Québec released its 2023 budget on March 21, 2023, which points to a gradual improvement in the fiscal outlook and stabilization of the debt burden despite softening economic conditions. Québec forecasts a budget deficit of $1.6 billion for 2023–24, relatively unchanged from the prior year. On a DBRS Morningstar-adjusted basis, this equates to a shortfall of $6.1 billion, or 1.1% of GDP, after making adjustments to recognize capital spending as incurred and assuming the contingency reserve is not needed. Over the medium term, the Province projects gradually improving results, with a small surplus anticipated by 2025–26 and growing modestly thereafter. This equates to DBRS Morningstar-adjusted deficits of less than 1.0% through 2027–28. While new tax and spending measures have slowed the improvement in Québec's fiscal outlook, the Province maintains the flexibility to respond to challenges that may arise should growth prove to be weaker than anticipated.
The pace of debt reduction appears to be slowing but the outlook for DBRS Morningstar-adjusted debt-to-GDP is roughly in line with previous expectations. On a DBRS Morningstar-adjusted basis, the debt-to-GDP ratio is expected to stabilize around 45.0% or below from 2023–24 through 2027–28. In Budget 2023, Québec has established a new debt reduction objective that aims to reduce net debt-to-GDP to 30.0% by 2037–38, from 37.4% in 2022–23, or roughly in line with the current provincial average.
Like the rest of Canada, Québec's economic growth is expected to slow as global economic conditions deteriorate in response to central bank efforts to raise policy rates and curb inflation. The Province is forecasting real GDP growth of 0.6% for 2023, followed by 1.4% real GDP growth in 2024. Recent financial market instability and deteriorating credit conditions present downside risks to the outlook, while the evolving outlook for inflation and interest rates along with global geopolitical tensions present further uncertainty.
RATING DRIVERS
A positive rating action is dependent on further improvement in critical rating factors or sustained improvement in financial risk factors.
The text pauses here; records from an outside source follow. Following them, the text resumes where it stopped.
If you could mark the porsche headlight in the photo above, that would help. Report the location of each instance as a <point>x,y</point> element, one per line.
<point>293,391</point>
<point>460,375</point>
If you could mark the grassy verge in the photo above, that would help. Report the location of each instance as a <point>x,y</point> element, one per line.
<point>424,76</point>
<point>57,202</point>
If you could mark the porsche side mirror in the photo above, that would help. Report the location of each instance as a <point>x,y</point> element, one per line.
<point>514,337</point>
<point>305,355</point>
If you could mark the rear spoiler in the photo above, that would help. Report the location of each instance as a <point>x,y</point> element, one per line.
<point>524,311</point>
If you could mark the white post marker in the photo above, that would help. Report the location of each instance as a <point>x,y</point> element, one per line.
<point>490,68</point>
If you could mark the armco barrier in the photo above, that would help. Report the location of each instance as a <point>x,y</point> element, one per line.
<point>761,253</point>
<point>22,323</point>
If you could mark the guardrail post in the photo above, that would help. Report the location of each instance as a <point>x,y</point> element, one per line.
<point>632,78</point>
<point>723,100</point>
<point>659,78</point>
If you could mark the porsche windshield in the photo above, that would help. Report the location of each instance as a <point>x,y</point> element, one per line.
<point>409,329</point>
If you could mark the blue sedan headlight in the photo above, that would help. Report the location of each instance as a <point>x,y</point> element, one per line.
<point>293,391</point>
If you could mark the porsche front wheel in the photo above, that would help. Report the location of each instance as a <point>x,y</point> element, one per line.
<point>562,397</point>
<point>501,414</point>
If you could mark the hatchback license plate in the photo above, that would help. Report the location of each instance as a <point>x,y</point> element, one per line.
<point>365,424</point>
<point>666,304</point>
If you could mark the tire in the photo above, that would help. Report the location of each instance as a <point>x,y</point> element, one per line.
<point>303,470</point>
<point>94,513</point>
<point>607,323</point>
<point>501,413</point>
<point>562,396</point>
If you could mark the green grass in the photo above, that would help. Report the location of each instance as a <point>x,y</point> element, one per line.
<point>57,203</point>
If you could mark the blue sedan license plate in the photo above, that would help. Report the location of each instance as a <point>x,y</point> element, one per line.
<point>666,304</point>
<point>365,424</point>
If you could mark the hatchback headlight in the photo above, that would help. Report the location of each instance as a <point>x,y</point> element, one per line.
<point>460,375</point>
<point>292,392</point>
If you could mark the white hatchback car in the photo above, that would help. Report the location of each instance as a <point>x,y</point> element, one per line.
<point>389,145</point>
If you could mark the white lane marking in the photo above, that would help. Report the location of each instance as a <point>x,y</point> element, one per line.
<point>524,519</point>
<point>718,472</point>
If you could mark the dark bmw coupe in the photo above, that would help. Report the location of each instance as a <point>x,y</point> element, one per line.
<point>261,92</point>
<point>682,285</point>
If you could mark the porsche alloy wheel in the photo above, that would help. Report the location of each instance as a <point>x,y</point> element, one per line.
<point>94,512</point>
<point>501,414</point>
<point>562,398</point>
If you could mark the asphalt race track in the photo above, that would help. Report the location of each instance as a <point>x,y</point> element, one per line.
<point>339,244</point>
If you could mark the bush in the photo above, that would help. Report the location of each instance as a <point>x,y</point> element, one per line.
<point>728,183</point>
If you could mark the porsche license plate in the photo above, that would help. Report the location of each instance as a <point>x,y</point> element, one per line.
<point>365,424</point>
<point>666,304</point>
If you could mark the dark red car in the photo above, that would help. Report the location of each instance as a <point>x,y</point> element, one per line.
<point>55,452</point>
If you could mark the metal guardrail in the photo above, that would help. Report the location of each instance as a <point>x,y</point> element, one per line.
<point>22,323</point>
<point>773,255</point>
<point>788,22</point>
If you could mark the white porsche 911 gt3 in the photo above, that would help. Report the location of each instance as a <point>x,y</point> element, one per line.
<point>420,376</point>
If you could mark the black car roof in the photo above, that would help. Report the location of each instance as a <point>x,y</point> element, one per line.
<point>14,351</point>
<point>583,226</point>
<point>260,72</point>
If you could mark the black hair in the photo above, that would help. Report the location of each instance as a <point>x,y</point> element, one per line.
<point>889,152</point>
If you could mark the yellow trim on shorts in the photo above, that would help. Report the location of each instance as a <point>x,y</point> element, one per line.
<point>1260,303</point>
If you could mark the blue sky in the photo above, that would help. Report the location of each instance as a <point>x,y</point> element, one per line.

A combination of a material erosion in economic fundamentals, sustained large operating deficits, and a significant increase in the debt-to-GDP ratio could result in a negative rating action, although this is unlikely.
ENVIRONMENTAL, SOCIAL, GOVERNANCE CONSIDERATIONS
There were no Environmental/Social/Governance factors that had a significant or relevant effect on the credit analysis.
A description of how DBRS Morningstar considers ESG factors within the DBRS Morningstar analytical framework can be found in the DBRS Morningstar Criteria: Approach to Environmental, Social, and Governance Risk Factors in Credit Ratings at https://www.dbrsmorningstar.com/research/396929 (May 17, 2022).
Notes:
All figures are in Canadian dollars unless otherwise noted.
DBRS Morningstar applied the following principal methodology:
Rating Canadian Provincial and Territorial Governments (https://www.dbrsmorningstar.com/research/413265; April 28, 2023).
The following criteria has also been applied:
DBRS Morningstar Global Criteria: Guarantees and Other Forms of Support (https://www.dbrsmorningstar.com/research/411694; March 28, 2023).
The credit rating methodologies used in the analysis of this transaction can be found at: https://www.dbrsmorningstar.com/about/methodologies.
A description of how DBRS Morningstar analyzes corporate finance transactions and how the methodologies are collectively applied can be found at: https://www.dbrsmorningstar.com/research/397223.
The related regulatory disclosures pursuant to the National Instrument 25-101 Designated Rating Organizations are hereby incorporated by reference and can be found by clicking on the link under Related Documents or by contacting us at [email protected].
The rating was not initiated at the request of the rated entity.
The rated entity or its related entities did participate in the rating process for this rating action.
DBRS Morningstar had access to the accounts, management, and other relevant internal documents of the rated entity or its related entities in connection with this rating action.
This is a solicited credit rating.
The conditions that lead to the assignment of a Negative or Positive trend are generally resolved within a 12-month period. DBRS Morningstar trends and ratings are under regular surveillance.